All companies with more than 250 employees would have to give shares to their members of staff. They would be expected to transfer a minimum of 1% of the company’s shares to their workforces every year until that stake represent 10% of the issued shares of those businesses.

When firms make profits, they can issue dividends to their shareholders – it’s a form of profit distribution. Employees would receive the first £500 worth of dividends in a tax year with any value above that amount being transferred to the Exchequer to be used as a “social dividend” to spend on public services. Some of the cash would be distributed to public sector workers who, because of the nature of the organisation they work for, could not participate in such a scheme directly.

The Shadow Chancellor said that he expected that 11 million people a year would be paid these dividends and that the shareholding employees would “have a say over the direction of their company”.

Shares issued by larger companies to their members of staff could not be sold or traded as with shares in public limited companies listed on the Stock Exchange.

 

Reaction to the proposal

The scheme has met with different reactions depending on political stance. Right-leaning newspaper The Express ran with the headline “Labour’s WAR on business: New policies see firms paying £7BILLION a year to employee fund”.

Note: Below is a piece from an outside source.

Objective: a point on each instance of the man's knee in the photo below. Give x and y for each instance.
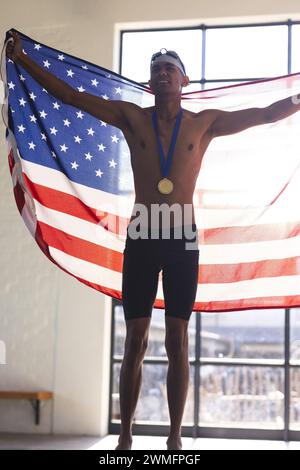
(176, 341)
(137, 338)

Quoting Carolyn Fairbairn, the director of the CBI, she said that “this Labour diktat on employee share ownership will only encourage investors to pack their bags and will harm those who can least afford it”. Stephen Martin, director-general of the Institute of Directors, told the paper that the plans were “draconian” and that it could badly affect “business investment and business formation…(undermining) the functioning of UK capital markets”.

Left-leaning newspaper The Guardian’s commentator Nils Pratley believes that “the cause is excellent but the…model is just too complicated”. The paper’s main editorial applauded the approach but worried that global companies may find ways to “redistribute profits away from Britain to avoid them being used for workers.”